Yesterday was a remarkable day, a day I honestly thought I’d never witness. After 15 years, since I walked away from full- time ministry, I accepted a call to minister once again. My faith has certainly evolved much as has my maturity and expectations. I believe I’m content being me and don’t need success to feel my worth as in the past. I also feel I understand people much better than in my youth. I carry no illusions of grandeur about neither leadership nor parishioner, realizing they are but frail creatures of dust struggling to get by each day, just like I am.
My exodus from the church was both self imposed and church enforced. I am confident my choice to walk away from ministry was both a spiritual and emotional consideration, which was needed by me and those in my world.

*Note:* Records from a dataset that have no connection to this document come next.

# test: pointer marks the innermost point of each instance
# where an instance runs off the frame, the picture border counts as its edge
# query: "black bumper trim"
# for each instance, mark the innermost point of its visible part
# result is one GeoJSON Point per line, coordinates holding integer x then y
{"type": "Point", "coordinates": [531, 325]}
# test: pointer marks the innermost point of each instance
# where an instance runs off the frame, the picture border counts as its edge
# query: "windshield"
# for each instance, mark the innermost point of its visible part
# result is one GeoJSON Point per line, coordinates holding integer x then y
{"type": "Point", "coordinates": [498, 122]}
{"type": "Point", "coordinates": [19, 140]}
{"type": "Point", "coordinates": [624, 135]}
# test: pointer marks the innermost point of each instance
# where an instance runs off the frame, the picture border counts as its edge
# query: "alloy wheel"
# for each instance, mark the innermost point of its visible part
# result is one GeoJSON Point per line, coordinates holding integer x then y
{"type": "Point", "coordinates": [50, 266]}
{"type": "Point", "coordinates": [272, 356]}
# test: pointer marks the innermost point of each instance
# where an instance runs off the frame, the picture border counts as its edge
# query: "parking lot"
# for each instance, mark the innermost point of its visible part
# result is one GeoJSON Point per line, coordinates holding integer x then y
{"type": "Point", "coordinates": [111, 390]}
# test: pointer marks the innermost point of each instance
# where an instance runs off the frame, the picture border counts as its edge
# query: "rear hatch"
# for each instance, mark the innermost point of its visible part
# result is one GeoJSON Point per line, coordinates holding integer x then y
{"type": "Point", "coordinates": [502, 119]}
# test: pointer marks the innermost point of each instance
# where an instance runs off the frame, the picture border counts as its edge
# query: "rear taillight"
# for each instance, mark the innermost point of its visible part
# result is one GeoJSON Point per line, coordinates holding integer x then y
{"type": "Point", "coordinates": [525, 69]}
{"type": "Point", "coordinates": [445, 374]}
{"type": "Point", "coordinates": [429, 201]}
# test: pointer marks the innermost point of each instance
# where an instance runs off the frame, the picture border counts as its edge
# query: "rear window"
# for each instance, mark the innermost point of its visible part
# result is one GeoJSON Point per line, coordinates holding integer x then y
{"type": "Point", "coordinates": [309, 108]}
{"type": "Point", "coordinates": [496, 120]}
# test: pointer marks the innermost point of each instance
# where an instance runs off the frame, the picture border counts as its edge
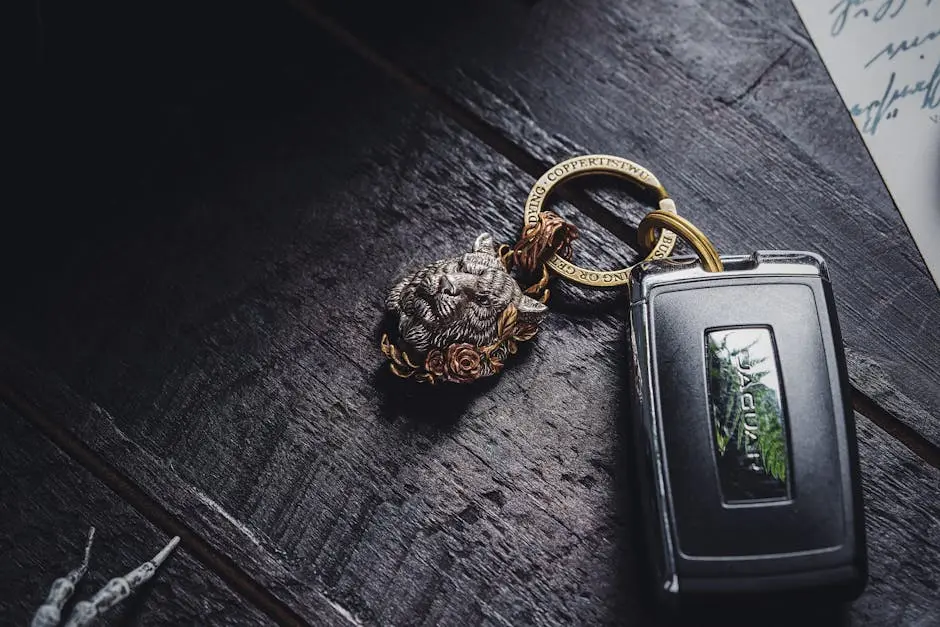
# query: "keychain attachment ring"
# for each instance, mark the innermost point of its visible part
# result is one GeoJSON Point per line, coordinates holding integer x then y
{"type": "Point", "coordinates": [663, 220]}
{"type": "Point", "coordinates": [587, 165]}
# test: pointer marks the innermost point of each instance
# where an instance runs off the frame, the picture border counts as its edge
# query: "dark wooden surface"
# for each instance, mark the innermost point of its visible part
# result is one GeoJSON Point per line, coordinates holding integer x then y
{"type": "Point", "coordinates": [48, 502]}
{"type": "Point", "coordinates": [196, 281]}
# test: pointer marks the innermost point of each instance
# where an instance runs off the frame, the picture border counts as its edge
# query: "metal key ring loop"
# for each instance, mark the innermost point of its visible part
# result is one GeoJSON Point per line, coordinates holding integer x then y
{"type": "Point", "coordinates": [599, 164]}
{"type": "Point", "coordinates": [703, 247]}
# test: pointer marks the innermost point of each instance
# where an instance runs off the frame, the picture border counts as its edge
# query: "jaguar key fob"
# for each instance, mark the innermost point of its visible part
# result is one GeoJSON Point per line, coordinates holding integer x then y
{"type": "Point", "coordinates": [748, 463]}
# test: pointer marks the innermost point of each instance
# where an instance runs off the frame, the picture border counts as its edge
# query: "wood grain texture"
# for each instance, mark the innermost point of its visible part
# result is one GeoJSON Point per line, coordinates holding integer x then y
{"type": "Point", "coordinates": [730, 105]}
{"type": "Point", "coordinates": [47, 503]}
{"type": "Point", "coordinates": [212, 335]}
{"type": "Point", "coordinates": [224, 358]}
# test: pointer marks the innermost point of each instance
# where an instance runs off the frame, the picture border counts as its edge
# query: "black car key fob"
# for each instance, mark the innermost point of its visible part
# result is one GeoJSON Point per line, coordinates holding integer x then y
{"type": "Point", "coordinates": [748, 463]}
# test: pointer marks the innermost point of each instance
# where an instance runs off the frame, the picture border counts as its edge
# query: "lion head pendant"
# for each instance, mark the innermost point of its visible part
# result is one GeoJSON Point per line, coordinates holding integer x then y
{"type": "Point", "coordinates": [459, 318]}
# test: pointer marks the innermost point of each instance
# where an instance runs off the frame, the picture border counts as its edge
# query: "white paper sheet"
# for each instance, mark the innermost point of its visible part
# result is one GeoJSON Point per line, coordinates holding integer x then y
{"type": "Point", "coordinates": [884, 57]}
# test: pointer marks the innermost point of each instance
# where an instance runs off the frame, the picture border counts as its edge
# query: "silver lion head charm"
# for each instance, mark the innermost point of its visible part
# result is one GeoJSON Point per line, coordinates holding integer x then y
{"type": "Point", "coordinates": [459, 318]}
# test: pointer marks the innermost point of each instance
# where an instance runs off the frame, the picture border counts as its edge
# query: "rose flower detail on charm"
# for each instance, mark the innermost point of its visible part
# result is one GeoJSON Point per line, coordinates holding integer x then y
{"type": "Point", "coordinates": [459, 318]}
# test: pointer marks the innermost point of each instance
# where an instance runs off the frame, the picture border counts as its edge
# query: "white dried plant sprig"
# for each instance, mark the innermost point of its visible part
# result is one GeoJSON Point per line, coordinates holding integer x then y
{"type": "Point", "coordinates": [50, 612]}
{"type": "Point", "coordinates": [118, 589]}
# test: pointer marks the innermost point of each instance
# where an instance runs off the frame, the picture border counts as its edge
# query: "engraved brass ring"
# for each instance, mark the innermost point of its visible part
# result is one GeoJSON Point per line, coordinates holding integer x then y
{"type": "Point", "coordinates": [599, 164]}
{"type": "Point", "coordinates": [663, 220]}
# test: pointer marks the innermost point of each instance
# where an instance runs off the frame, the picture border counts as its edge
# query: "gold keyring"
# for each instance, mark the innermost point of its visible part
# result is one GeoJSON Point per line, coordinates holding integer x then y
{"type": "Point", "coordinates": [599, 164]}
{"type": "Point", "coordinates": [706, 251]}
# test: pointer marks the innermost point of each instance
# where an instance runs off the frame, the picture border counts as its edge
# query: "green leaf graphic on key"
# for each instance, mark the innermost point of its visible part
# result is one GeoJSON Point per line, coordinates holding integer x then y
{"type": "Point", "coordinates": [746, 410]}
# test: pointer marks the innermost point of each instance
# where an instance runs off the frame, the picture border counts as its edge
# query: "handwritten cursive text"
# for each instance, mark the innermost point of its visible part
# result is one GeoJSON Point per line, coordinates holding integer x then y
{"type": "Point", "coordinates": [885, 108]}
{"type": "Point", "coordinates": [895, 48]}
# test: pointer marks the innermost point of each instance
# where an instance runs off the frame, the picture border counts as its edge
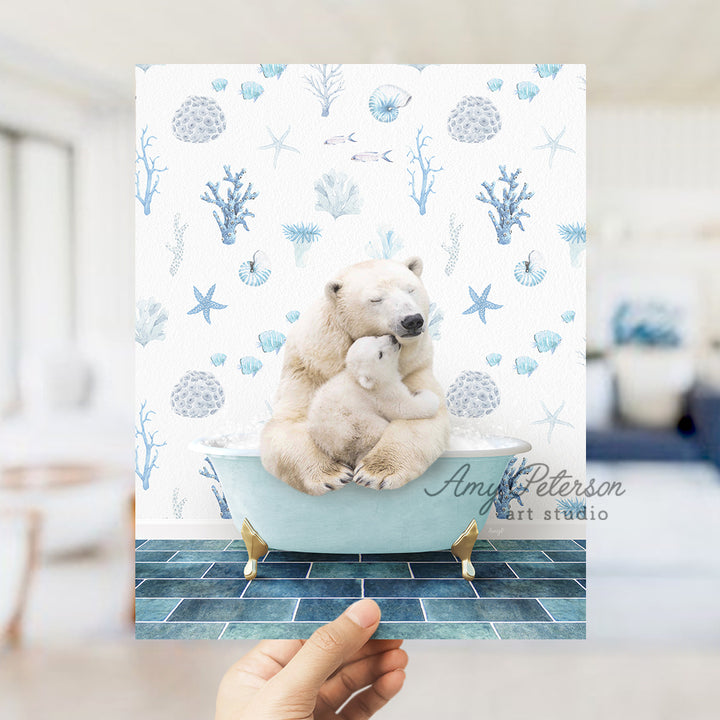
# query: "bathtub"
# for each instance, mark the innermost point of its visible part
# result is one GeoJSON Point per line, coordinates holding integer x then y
{"type": "Point", "coordinates": [442, 509]}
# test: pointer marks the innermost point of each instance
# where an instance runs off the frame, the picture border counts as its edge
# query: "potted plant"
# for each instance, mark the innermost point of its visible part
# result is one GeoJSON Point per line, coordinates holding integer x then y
{"type": "Point", "coordinates": [653, 364]}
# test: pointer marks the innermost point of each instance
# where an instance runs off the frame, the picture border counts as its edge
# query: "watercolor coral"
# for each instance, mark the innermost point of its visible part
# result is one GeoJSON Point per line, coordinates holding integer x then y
{"type": "Point", "coordinates": [508, 209]}
{"type": "Point", "coordinates": [233, 207]}
{"type": "Point", "coordinates": [150, 169]}
{"type": "Point", "coordinates": [427, 171]}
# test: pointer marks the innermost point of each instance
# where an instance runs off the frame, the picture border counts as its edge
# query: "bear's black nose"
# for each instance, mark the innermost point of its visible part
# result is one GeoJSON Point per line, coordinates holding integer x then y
{"type": "Point", "coordinates": [412, 323]}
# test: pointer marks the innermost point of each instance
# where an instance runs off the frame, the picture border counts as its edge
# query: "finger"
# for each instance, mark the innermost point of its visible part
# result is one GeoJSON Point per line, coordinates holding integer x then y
{"type": "Point", "coordinates": [351, 678]}
{"type": "Point", "coordinates": [374, 647]}
{"type": "Point", "coordinates": [328, 648]}
{"type": "Point", "coordinates": [266, 659]}
{"type": "Point", "coordinates": [365, 704]}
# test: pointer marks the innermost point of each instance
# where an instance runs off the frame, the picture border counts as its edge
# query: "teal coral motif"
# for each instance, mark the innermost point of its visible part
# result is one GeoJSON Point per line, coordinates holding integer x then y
{"type": "Point", "coordinates": [151, 172]}
{"type": "Point", "coordinates": [508, 209]}
{"type": "Point", "coordinates": [205, 304]}
{"type": "Point", "coordinates": [480, 304]}
{"type": "Point", "coordinates": [233, 208]}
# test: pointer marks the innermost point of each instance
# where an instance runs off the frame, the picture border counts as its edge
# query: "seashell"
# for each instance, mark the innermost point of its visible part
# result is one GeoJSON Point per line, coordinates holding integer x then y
{"type": "Point", "coordinates": [251, 90]}
{"type": "Point", "coordinates": [256, 271]}
{"type": "Point", "coordinates": [547, 70]}
{"type": "Point", "coordinates": [386, 101]}
{"type": "Point", "coordinates": [530, 272]}
{"type": "Point", "coordinates": [250, 365]}
{"type": "Point", "coordinates": [547, 340]}
{"type": "Point", "coordinates": [474, 120]}
{"type": "Point", "coordinates": [271, 341]}
{"type": "Point", "coordinates": [525, 365]}
{"type": "Point", "coordinates": [527, 90]}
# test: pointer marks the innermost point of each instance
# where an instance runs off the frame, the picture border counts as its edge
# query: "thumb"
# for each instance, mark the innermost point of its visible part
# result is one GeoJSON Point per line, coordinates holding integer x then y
{"type": "Point", "coordinates": [328, 648]}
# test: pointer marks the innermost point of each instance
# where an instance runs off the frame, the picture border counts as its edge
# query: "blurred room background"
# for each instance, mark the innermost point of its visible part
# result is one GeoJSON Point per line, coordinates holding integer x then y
{"type": "Point", "coordinates": [66, 341]}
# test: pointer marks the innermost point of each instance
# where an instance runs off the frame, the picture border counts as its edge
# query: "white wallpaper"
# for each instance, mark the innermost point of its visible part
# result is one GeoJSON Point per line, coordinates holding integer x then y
{"type": "Point", "coordinates": [531, 327]}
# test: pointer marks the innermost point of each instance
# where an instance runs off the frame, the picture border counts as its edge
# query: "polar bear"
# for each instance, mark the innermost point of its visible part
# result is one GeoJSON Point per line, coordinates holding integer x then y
{"type": "Point", "coordinates": [350, 412]}
{"type": "Point", "coordinates": [376, 297]}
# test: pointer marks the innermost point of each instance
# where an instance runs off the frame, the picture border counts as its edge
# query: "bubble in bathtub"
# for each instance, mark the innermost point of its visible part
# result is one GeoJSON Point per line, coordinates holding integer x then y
{"type": "Point", "coordinates": [473, 394]}
{"type": "Point", "coordinates": [197, 394]}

God is very good! God is fully aware of my strengths and my obvious weaknesses. My comfort lies within the certain knowledge of God’s care and provision. Gifts provided me even in times of my greatest distancing came with the directive to reminding me of an even greater purpose.
Now is the time for me to dance again. To feel the rhythm of life beat within my softened heart. It’s not enough to just feel that life beat but to sway to it’s moving. My goal is live life on purpose, to live with meaning and value. I want my life dance to reflect the depth of love I feel in my heart.
So here we go…pray for me as I step back into the great unknown. One filled with heartbreak, uncertainty, and frustration. I can’t wait.